Henry Kissinger is back in the news thanks to Bernie Sanders, who went after Hillary Clinton at Thursday night’s debate for taking Kissinger’s advice. “I am proud to say that Henry Kissinger is not my friend,” Sanders said, to which Clinton replied: “I listen to a wide variety of voices that have expertise in various areas.” (I am not doing the full exchange justice. Click here for the debate transcript and search for “Kissinger.”)

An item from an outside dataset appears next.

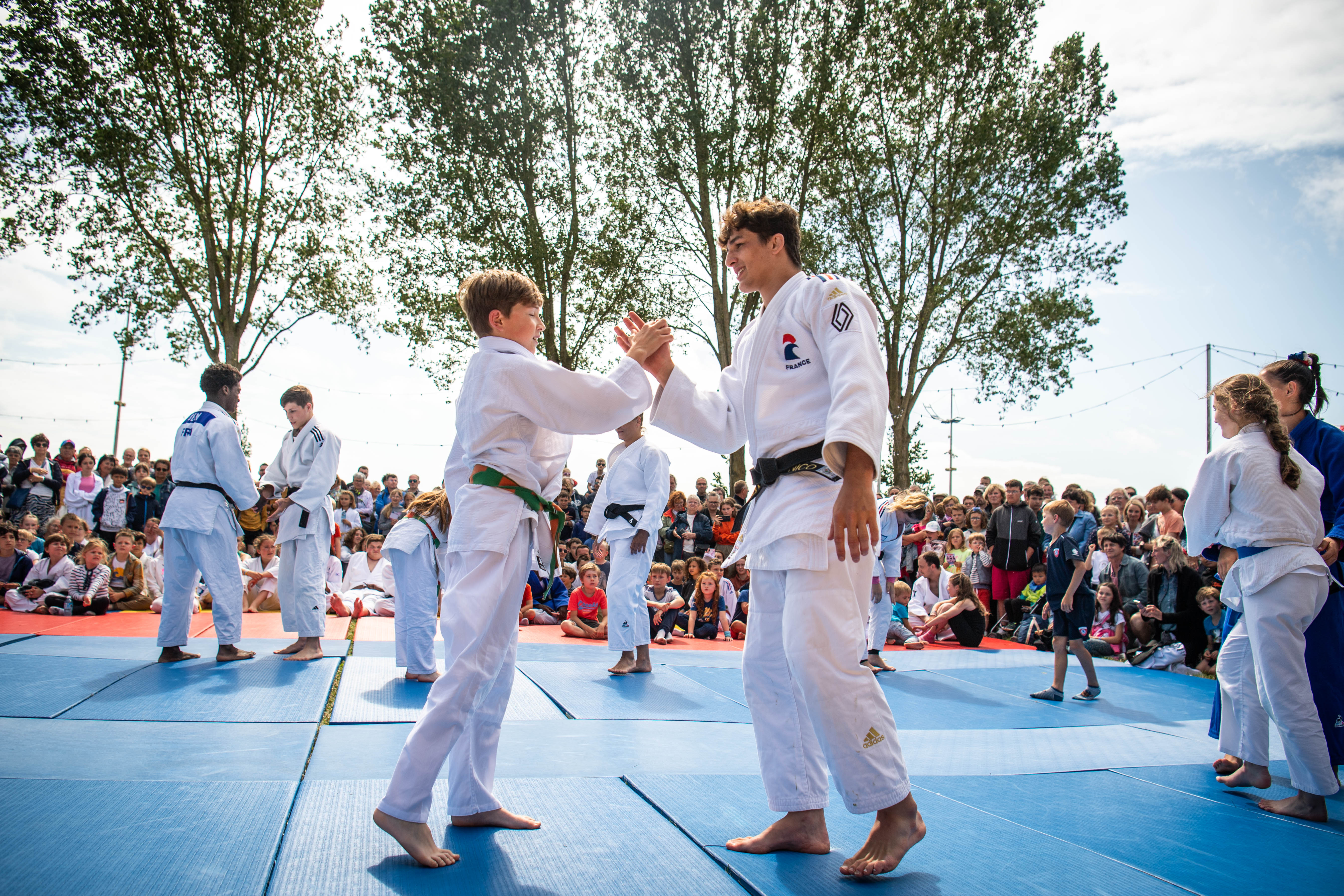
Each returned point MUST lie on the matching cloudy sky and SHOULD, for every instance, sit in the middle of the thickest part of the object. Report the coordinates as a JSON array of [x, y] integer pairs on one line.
[[1232, 124]]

In following the debate on Twitter, I was surprised at the extent to which people seemed bemused that Sanders would bring up someone who hasn’t served in public office for 40 years. Yet Sanders’s critique certainly struck me as relevant. To this day, many observers refer to Kissinger as a war criminal for his actions as Richard Nixon’s national security adviser and secretary of state. And, frankly, the case against him is strong, particularly with regard to the Nixon administration’s secret war in Cambodia and its role in the overthrow and assassination of Chile’s elected socialist president, Salvador Allende.
In 2001 the late journalist Christopher Hitchens wrote a 40,000-word, two-part article for Harper’s that was later published as a book called The Trial of Henry Kissinger. I wrote about Hitchens’s polemic for The Boston Phoenix, summarizing Hitchens’s evidence in some detail and comparing it to what other Kissinger biographers had found. My conclusion: a bit simplistic but compelling nevertheless.

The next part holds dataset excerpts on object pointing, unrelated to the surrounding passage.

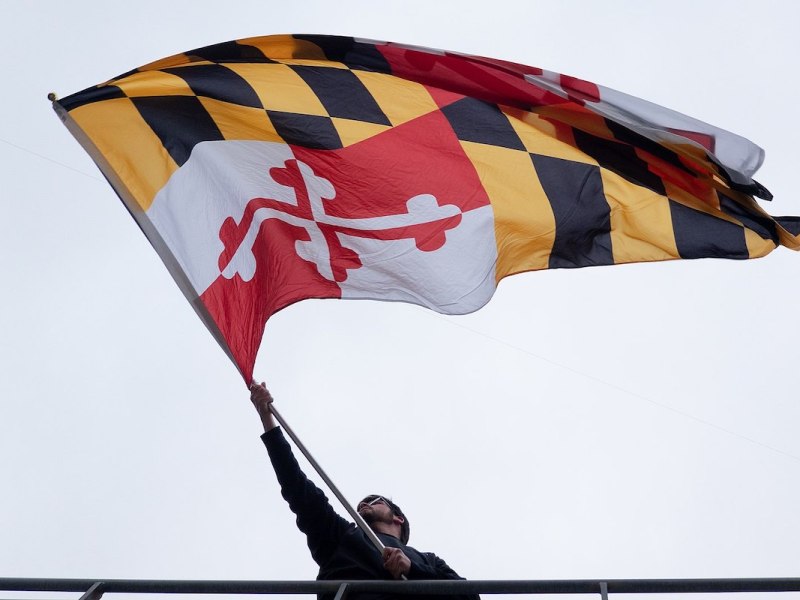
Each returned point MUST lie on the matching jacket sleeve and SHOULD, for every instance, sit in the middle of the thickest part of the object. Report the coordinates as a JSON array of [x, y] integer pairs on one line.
[[315, 516], [435, 568]]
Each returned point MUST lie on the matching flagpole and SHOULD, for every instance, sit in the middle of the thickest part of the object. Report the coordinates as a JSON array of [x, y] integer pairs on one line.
[[353, 513]]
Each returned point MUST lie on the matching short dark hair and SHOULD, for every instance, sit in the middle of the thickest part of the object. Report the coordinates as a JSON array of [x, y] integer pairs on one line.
[[405, 527]]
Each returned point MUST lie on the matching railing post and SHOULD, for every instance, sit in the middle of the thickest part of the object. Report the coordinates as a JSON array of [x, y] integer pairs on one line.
[[341, 592], [603, 590], [95, 592]]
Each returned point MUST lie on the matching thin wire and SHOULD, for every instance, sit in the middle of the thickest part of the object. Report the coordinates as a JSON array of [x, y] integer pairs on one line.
[[615, 386], [47, 158]]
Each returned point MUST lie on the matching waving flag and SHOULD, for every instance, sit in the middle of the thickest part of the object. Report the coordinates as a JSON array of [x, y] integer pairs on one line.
[[270, 170]]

So how closely associated is Hillary Clinton with Henry Kissinger? Certainly there’s an element of guilt-by-association in Sanders’s accusation, which is his M.O. Count me as among those who are tired of Sanders’s constant insinuations that anyone who takes campaign contributions from Wall Street is by definition corrupt.

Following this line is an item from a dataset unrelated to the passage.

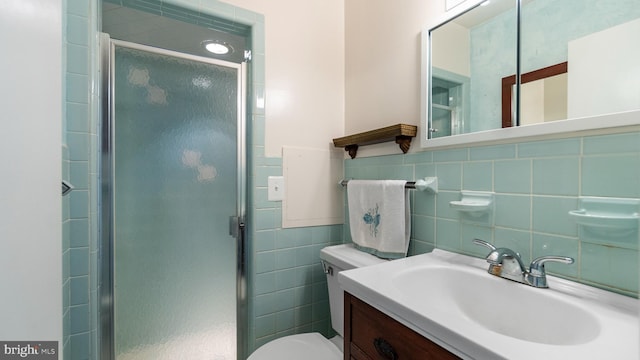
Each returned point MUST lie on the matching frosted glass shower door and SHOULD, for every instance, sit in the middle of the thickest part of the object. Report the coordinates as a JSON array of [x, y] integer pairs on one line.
[[175, 185]]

Still, this New York Times piece by Amy Chozick makes clear that Clinton didn’t just accidentally bump into Kissinger one night at Zumba class. Chozick points out that when Clinton reviewed Kissinger’s book World Order for The Washington Post, Clinton wrote: “Kissinger is a friend, and I relied on his counsel when I served as secretary of state.” Clinton continued: “He checked in with me regularly, sharing astute observations about foreign leaders and sending me written reports on his travels.”
I don’t think we have to worry that Clinton will be giving the 92-year-old Kissinger an office at the White House if she is elected president. Still, Sanders has identified not just a political problem for Clinton but a substantive one. She needs to address it.